Big data is a big deal. With these huge data sets, analysts can gain unprecedented insight into the hidden patterns of fields like physics, healthcare, and finance. Collecting and analyzing this data has become a relatively easy part of the process. Aggregating and organizing it all has proven to be more difficult.
“An oft-cited statistic is that data scientists spend 80 percent of their time finding, preparing, integrating, and cleaning data sets,” Dong Deng, a postdoctorate associate at the Massachusetts Institute of Technology’s Computer Science and Artificial Intelligence Laboratory (CSAIL), told Digital Trends. “The remaining 20 percent is spent doing the desired analytic tasks.” Deng suspects that 80 percent may even be a low-ball estimate, citing Mark Schreiber, a data officer from Merck, who claimed his data scientists spend 98 percent of their time on “grunt work.”
To minimize this grunt work and help conquer the clutter of big data, Deng created a system called Data Civilizer along with a team of researchers form CSAIL, the Technical University of Berlin, Nanyang Technological University, the University of Waterloo, and the Qatar Computing Research Institute.

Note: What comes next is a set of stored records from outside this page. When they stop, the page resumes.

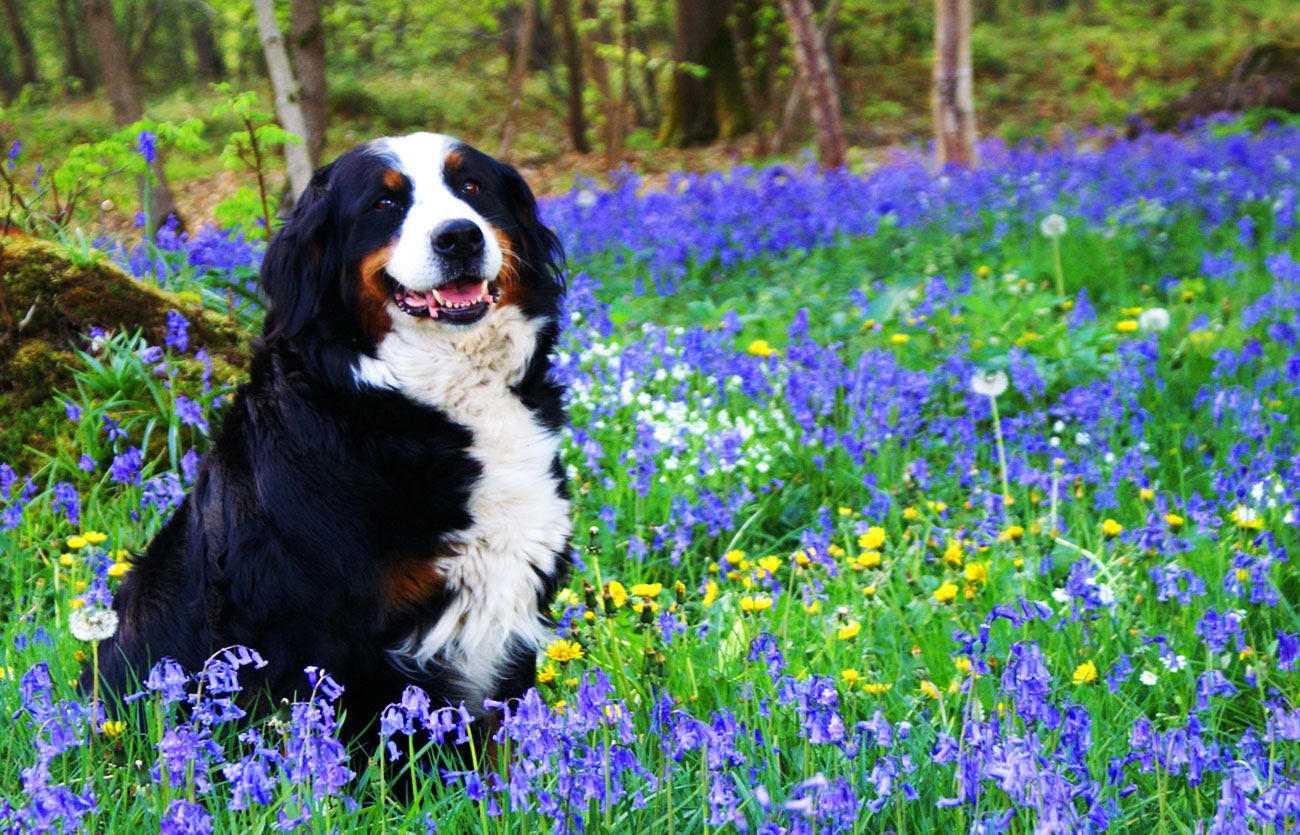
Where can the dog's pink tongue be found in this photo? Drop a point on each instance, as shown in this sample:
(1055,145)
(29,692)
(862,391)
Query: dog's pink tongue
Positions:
(462,293)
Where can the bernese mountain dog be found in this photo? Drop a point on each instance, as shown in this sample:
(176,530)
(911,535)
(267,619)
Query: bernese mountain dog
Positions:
(384,498)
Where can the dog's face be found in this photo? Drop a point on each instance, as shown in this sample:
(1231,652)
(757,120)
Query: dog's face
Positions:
(419,230)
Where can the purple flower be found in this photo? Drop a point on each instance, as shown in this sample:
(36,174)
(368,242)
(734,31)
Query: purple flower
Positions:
(146,146)
(187,818)
(190,412)
(126,466)
(177,331)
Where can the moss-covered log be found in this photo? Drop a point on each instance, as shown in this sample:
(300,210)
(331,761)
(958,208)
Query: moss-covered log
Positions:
(50,304)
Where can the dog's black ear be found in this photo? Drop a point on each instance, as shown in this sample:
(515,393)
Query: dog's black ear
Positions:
(299,262)
(542,247)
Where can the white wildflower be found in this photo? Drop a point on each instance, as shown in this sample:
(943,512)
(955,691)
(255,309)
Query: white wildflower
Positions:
(92,624)
(1153,319)
(1053,226)
(988,383)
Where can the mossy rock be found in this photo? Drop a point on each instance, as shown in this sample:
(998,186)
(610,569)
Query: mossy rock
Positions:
(51,303)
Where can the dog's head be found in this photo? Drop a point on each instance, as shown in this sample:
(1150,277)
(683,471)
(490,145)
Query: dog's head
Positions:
(419,226)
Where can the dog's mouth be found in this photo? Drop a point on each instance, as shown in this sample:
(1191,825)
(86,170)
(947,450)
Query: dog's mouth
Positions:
(460,301)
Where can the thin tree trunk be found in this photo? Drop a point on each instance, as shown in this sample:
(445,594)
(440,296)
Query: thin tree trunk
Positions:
(523,47)
(307,35)
(746,79)
(297,160)
(954,89)
(573,65)
(124,94)
(22,43)
(814,65)
(207,53)
(73,63)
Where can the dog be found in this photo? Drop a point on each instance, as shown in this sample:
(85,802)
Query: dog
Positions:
(384,498)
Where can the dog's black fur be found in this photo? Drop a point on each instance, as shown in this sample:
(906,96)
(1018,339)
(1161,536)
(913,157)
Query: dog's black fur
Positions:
(320,497)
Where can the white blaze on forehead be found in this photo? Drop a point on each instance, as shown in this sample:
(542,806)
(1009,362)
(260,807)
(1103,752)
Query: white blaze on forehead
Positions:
(414,263)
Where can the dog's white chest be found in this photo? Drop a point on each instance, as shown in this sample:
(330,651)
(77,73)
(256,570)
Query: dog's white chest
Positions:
(519,523)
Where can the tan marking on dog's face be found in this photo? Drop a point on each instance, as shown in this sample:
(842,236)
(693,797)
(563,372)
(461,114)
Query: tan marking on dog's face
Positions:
(508,281)
(373,293)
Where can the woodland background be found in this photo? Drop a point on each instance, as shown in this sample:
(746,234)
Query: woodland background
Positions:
(654,85)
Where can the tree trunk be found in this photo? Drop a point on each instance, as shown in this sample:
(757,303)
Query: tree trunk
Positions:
(700,109)
(297,160)
(814,65)
(307,35)
(954,94)
(22,43)
(124,94)
(519,73)
(573,65)
(207,55)
(74,66)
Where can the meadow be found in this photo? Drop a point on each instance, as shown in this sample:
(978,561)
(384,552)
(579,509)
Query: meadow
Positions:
(906,502)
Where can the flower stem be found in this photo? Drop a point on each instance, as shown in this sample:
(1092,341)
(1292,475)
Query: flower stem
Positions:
(1001,451)
(1056,258)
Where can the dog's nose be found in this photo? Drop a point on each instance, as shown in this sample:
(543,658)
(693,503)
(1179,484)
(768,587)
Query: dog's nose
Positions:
(458,238)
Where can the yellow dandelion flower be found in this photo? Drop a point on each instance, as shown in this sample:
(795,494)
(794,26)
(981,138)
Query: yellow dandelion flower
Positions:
(869,559)
(945,592)
(564,650)
(872,539)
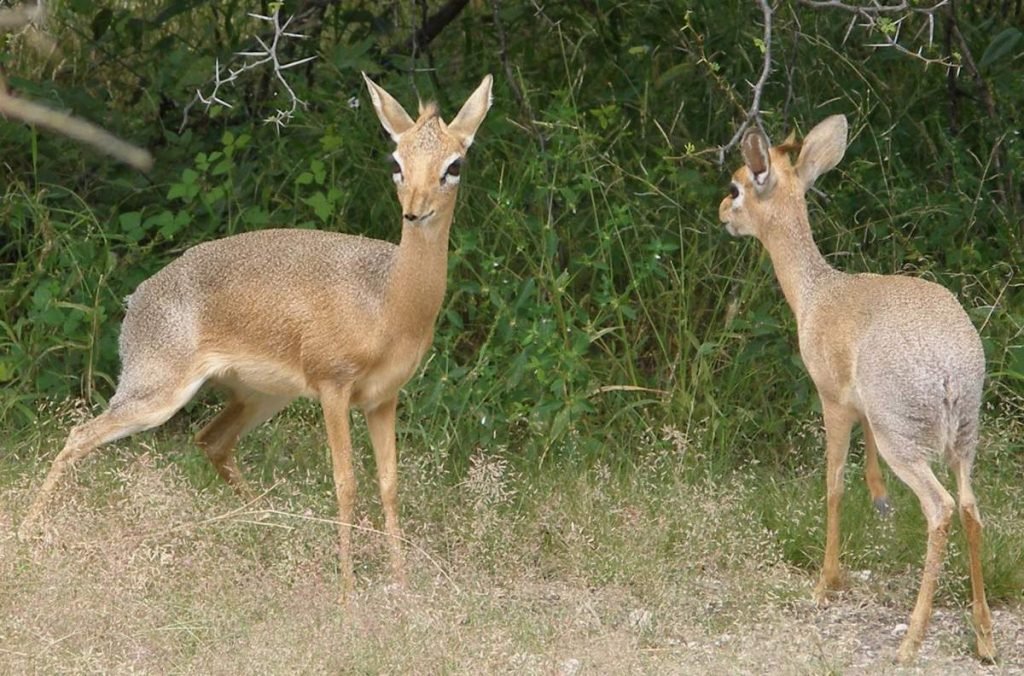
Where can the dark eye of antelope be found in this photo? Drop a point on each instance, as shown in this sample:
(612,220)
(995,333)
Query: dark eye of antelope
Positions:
(452,173)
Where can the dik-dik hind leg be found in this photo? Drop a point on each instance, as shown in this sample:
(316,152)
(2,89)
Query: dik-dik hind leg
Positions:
(872,471)
(971,518)
(839,421)
(381,424)
(908,461)
(126,416)
(219,436)
(335,402)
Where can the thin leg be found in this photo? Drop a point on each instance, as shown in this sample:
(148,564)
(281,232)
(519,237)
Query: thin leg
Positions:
(910,465)
(971,518)
(122,419)
(335,404)
(381,423)
(839,422)
(872,471)
(220,435)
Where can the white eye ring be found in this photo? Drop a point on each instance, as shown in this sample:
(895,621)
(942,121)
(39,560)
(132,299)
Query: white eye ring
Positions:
(395,169)
(453,167)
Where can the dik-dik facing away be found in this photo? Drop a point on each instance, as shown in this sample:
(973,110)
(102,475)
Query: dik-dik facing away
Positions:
(276,314)
(895,352)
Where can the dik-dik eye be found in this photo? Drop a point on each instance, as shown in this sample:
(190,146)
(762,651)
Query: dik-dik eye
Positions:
(451,175)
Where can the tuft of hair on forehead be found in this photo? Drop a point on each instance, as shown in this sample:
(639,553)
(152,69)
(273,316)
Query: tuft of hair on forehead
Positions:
(428,111)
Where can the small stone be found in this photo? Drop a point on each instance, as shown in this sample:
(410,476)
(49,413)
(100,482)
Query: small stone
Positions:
(640,619)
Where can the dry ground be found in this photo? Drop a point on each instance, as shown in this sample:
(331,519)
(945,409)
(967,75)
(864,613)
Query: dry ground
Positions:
(157,576)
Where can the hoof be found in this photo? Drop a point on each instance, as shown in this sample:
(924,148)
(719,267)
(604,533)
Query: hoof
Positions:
(883,506)
(986,649)
(825,590)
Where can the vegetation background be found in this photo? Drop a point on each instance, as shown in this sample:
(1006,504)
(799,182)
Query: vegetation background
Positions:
(599,322)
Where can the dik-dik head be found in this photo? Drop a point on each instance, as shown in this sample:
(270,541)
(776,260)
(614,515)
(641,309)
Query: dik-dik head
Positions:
(768,181)
(428,159)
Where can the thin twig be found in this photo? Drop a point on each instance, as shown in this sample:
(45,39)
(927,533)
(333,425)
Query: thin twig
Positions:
(32,19)
(244,513)
(76,128)
(267,54)
(754,113)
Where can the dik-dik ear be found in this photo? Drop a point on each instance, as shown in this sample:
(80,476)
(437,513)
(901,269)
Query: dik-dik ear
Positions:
(390,112)
(465,124)
(757,156)
(822,149)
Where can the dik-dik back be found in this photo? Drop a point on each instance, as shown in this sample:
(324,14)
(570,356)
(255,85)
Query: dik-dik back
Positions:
(895,353)
(900,349)
(275,314)
(276,310)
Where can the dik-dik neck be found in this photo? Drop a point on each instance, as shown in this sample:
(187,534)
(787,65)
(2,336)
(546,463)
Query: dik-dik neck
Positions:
(419,276)
(799,264)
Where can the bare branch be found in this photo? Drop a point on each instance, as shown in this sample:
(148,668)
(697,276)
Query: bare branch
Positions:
(754,113)
(29,19)
(267,55)
(76,128)
(877,17)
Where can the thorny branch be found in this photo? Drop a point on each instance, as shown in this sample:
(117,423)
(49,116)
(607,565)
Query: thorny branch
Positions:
(754,113)
(268,53)
(875,16)
(30,20)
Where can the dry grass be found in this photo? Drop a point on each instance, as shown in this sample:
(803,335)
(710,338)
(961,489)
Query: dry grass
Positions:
(142,571)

To tame data, the system requires the information be arranged in tables. From there, the system analyzes every column in each table to create a statistical summary of the individual columns, such as the range of values or most frequently occurring words. It then compares each column summary to find similar ranges or sets of words and develops a map to represent the connections.

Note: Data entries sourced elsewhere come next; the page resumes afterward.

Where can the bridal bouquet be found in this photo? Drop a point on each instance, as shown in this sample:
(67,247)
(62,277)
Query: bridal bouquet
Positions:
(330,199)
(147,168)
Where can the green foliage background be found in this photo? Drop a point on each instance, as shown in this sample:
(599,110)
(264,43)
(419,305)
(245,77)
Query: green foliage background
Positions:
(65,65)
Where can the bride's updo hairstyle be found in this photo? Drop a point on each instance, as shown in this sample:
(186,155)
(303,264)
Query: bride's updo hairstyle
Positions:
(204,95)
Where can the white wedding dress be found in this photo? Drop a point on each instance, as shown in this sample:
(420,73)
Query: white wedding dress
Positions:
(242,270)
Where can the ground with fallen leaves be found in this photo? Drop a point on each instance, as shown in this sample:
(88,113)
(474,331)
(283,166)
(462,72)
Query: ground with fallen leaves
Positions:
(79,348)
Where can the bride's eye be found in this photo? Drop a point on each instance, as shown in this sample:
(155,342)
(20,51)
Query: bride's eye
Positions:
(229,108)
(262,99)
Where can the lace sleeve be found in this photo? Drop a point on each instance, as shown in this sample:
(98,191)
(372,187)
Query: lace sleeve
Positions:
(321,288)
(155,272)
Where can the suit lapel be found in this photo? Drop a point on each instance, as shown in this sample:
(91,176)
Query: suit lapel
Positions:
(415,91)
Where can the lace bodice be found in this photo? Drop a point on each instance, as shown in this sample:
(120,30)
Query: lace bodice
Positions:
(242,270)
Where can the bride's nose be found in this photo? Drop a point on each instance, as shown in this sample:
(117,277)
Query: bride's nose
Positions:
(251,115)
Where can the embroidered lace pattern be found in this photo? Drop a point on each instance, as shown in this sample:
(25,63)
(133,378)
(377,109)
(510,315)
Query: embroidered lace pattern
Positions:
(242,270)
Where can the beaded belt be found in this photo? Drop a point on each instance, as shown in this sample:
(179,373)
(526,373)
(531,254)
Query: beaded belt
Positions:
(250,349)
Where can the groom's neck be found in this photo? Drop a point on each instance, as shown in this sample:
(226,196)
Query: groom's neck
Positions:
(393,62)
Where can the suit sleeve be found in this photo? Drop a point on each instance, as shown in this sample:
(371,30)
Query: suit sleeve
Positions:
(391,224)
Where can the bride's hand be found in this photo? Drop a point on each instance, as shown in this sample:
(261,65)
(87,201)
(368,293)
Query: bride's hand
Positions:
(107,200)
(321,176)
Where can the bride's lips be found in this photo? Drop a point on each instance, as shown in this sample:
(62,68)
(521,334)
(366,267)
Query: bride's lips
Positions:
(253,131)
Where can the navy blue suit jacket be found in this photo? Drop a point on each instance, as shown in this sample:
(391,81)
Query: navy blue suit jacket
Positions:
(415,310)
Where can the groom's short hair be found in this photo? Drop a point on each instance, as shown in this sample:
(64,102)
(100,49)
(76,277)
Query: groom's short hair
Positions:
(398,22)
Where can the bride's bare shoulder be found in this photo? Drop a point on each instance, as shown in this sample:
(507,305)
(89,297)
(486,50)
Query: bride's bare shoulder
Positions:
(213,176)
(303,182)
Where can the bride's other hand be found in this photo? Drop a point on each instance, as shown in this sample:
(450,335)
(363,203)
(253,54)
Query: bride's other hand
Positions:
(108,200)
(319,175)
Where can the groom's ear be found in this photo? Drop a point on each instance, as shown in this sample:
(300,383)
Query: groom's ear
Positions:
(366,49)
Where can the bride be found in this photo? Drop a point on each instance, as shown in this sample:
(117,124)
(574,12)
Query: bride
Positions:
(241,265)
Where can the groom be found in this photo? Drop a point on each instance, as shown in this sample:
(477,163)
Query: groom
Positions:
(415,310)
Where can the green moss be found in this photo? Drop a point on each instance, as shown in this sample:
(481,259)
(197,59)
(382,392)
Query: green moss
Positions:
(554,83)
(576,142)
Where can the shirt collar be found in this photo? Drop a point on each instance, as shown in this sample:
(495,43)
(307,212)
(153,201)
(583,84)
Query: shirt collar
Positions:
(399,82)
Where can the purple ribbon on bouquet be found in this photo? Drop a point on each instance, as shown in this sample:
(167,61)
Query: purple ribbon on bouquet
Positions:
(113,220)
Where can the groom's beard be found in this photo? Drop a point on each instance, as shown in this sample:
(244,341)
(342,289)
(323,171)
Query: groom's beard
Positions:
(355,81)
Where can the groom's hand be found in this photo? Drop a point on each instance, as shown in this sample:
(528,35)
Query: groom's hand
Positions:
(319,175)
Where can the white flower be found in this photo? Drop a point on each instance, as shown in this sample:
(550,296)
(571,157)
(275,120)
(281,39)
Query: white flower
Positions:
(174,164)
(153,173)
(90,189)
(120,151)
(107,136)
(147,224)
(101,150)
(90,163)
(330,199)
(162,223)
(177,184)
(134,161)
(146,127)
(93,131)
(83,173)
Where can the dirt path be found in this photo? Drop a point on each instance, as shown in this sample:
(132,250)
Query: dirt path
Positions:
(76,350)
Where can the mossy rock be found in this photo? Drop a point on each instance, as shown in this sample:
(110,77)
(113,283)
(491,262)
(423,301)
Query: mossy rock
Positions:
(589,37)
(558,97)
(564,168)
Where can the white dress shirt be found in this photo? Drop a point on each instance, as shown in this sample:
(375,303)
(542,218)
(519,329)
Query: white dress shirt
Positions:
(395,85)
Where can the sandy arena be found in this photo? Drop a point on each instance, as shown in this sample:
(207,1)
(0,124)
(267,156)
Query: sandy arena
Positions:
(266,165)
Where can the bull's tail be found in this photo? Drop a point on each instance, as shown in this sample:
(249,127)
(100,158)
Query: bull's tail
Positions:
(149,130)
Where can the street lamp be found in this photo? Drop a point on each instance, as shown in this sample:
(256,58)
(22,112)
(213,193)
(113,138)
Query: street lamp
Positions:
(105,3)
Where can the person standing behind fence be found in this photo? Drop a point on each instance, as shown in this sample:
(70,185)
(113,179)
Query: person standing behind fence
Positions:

“Data Civilizer helps users discover interesting data, stitch together relevant data from multiple sources, clean the desired data, and output it to the recipient,” Deng said.

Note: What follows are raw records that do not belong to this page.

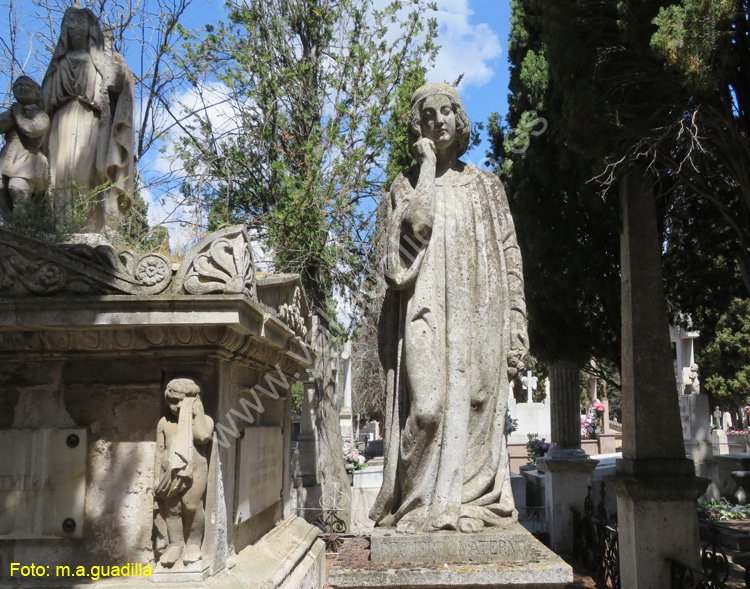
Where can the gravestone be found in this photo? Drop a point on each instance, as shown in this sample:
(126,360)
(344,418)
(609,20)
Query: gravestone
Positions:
(83,393)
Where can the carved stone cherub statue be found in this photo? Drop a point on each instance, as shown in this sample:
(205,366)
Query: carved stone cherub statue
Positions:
(181,473)
(23,167)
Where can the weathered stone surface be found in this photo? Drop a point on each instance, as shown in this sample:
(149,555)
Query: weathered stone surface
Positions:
(656,486)
(509,543)
(221,263)
(543,569)
(88,92)
(260,471)
(29,266)
(284,294)
(452,330)
(42,483)
(289,557)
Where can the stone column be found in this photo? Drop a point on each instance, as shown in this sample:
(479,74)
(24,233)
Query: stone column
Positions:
(306,470)
(565,411)
(655,484)
(568,469)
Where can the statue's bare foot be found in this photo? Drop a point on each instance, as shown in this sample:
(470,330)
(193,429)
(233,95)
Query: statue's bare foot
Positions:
(192,554)
(470,525)
(171,555)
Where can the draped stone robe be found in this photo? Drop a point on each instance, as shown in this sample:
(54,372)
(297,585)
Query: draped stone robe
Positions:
(90,100)
(445,333)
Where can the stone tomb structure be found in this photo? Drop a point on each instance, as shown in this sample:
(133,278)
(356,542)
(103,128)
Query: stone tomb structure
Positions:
(143,410)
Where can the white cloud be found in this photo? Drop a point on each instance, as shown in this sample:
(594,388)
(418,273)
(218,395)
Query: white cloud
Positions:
(466,48)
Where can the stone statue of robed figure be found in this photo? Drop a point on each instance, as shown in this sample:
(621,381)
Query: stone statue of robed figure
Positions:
(88,94)
(452,331)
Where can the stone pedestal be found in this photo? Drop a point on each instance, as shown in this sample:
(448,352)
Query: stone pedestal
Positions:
(607,442)
(697,435)
(656,486)
(306,468)
(85,372)
(565,409)
(656,520)
(512,543)
(565,489)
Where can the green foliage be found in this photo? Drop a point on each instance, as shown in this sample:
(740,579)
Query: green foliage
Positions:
(692,37)
(567,233)
(296,395)
(535,448)
(311,86)
(137,233)
(722,510)
(35,216)
(727,358)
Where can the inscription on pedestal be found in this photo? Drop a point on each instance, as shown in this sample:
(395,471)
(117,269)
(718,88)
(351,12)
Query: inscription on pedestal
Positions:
(451,547)
(261,469)
(42,483)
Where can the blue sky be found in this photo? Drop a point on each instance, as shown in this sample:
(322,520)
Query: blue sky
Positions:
(473,35)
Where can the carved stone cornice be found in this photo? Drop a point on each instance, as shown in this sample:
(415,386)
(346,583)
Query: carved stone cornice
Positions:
(230,326)
(221,263)
(29,266)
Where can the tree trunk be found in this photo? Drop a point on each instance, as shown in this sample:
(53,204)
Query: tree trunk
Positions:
(332,474)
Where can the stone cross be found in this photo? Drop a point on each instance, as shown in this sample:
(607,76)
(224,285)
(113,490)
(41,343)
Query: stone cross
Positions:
(530,382)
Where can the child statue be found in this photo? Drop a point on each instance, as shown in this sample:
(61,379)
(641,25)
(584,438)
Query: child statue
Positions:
(181,472)
(88,92)
(23,167)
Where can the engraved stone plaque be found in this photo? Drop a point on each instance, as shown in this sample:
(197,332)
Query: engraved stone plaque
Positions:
(261,463)
(42,483)
(512,543)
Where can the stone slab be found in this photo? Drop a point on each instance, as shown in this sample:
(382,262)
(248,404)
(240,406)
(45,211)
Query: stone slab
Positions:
(542,569)
(191,573)
(510,543)
(261,466)
(42,483)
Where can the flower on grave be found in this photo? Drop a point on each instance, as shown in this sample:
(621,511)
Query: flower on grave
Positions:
(511,424)
(50,275)
(589,427)
(535,448)
(353,460)
(151,270)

Deng and his team are working to make Data Civilizer into a more scalable module, which means refining the system to include more automated functions. “Data cleaning cannot be a manual process,” he said, “because that will not scale. Hence, we are investigating semi-supervised algorithms for more scalable data cleaning.”
The team is also planning a more approachable user interface that can be used easily by non-programmers. They expect their system to be available sometime in 2017.